In Apache Axis2/C AXIOM is used as the basic object model to represent XML. AXIOM provide a DOM like API that allows to traverse and build the XML very easily.

Anyway in underneath, AXIOM is different from DOM, as it has used some techniques to optimize the parsing of the XML as suited specially for SOAP message processing in web services. For an example the SOAP processor can validate a SOAP message by reading only some parts of the SOAP header fields, and if it is not valid, they can completely skip processing the body part. And since AXIOM is designed to built from a stream of data retrieved from a transport, sometimes SOAP processors can validate the message without the need of reading the full stream.

Anyway there should be lot of application that needs this optimization in parsing XMLs. They can easily adapt AXIOM/C to their application. Here is an AXIOM/C tutorial that covers both parsing and building XMLs from AXIOM. In this post I’d like to mention a code that can be used to retrieve an AXIOM from a String (char buffer) which we call as deserialization.

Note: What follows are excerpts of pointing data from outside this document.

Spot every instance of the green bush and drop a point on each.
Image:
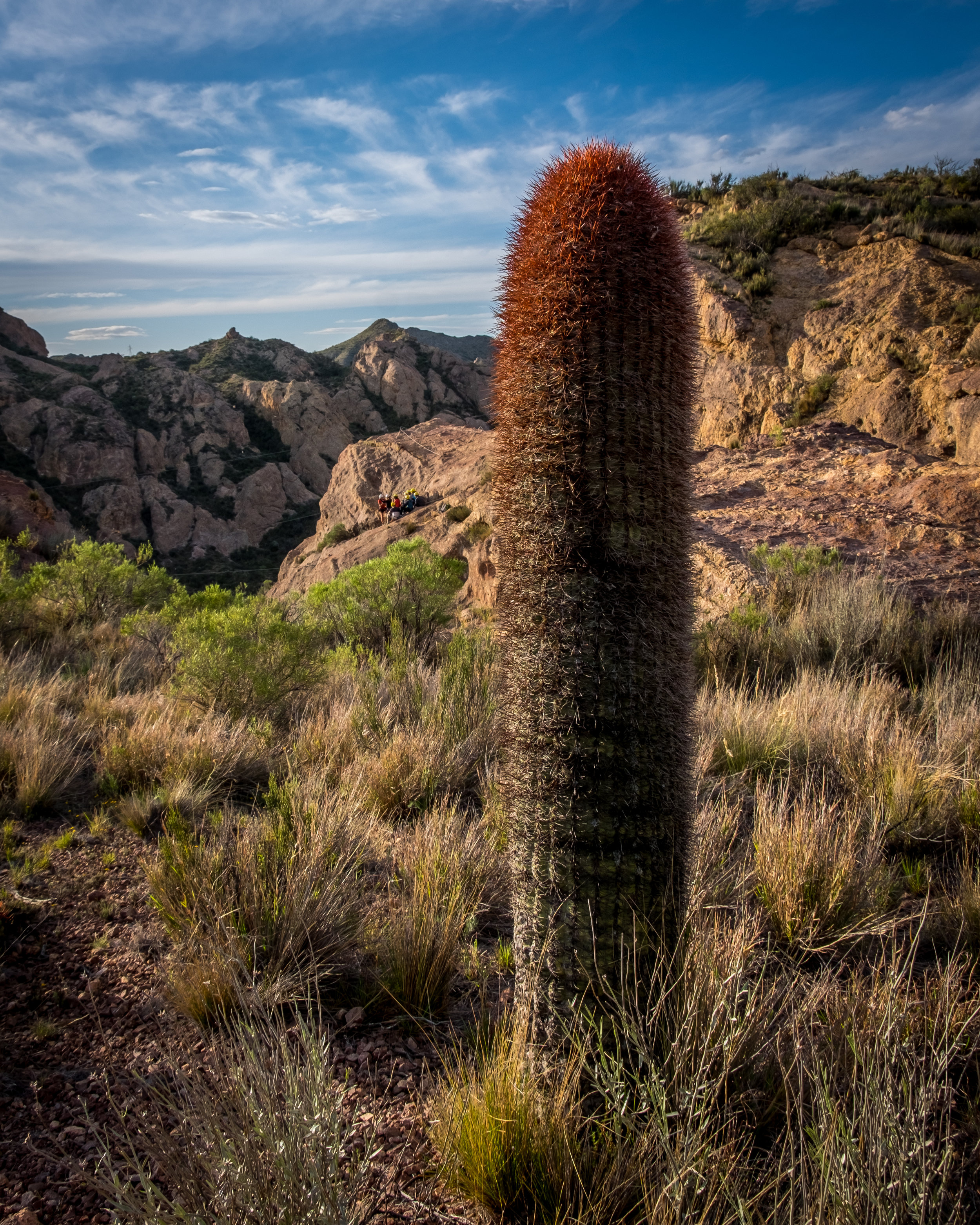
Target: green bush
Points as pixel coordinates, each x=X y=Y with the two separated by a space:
x=411 y=586
x=92 y=584
x=242 y=655
x=811 y=400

    axiom_node_t* AXIS2_CALL
    deserialize_my_buffer (
        const axutil_env_t * env,
        char *buffer)
    {
        axiom_xml_reader_t *reader = NULL;
        axiom_stax_builder_t *builder = NULL;
        axiom_document_t *document = NULL;
        axiom_node_t *payload = NULL;

        reader = axiom_xml_reader_create_for_memory (env,
            buffer, axutil_strlen (buffer),
            AXIS2_UTF_8, AXIS2_XML_PARSER_TYPE_BUFFER);

        if (!reader)
        {
            return NULL;
        }

        builder = axiom_stax_builder_create (env, reader);

        if (!builder)
        {
            return NULL;
        }
        document = axiom_stax_builder_get_document (builder, env);
        if (!document)
        {
            AXIS2_LOG_ERROR (env->log, AXIS2_LOG_SI,
                    "Document is null for deserialization");
            return NULL;
        }

        payload = axiom_document_get_root_element (document, env);

        if (!payload)
        {
            AXIS2_LOG_ERROR (env->log, AXIS2_LOG_SI,
                    "Root element of the document is not found");
            return NULL;
        }
        axiom_document_build_all (document, env);

        axiom_stax_builder_free_self (builder, env);

        return payload;
    }

Regardless of the fact this piece of code is been used many time by Axis2 and application that uses Axis2, it has never been identified as a core AXIOM function. I think it is better we have this function as an alternative method to create an axiom.

axiom_node_t *AXIS2_CALL
axiom_node_create_from_buffer(const axutil_env_t *env, axis2_char_t *buffer);

I already suggested this in Axis2/C mailing list and hopefully it will be included from the next release.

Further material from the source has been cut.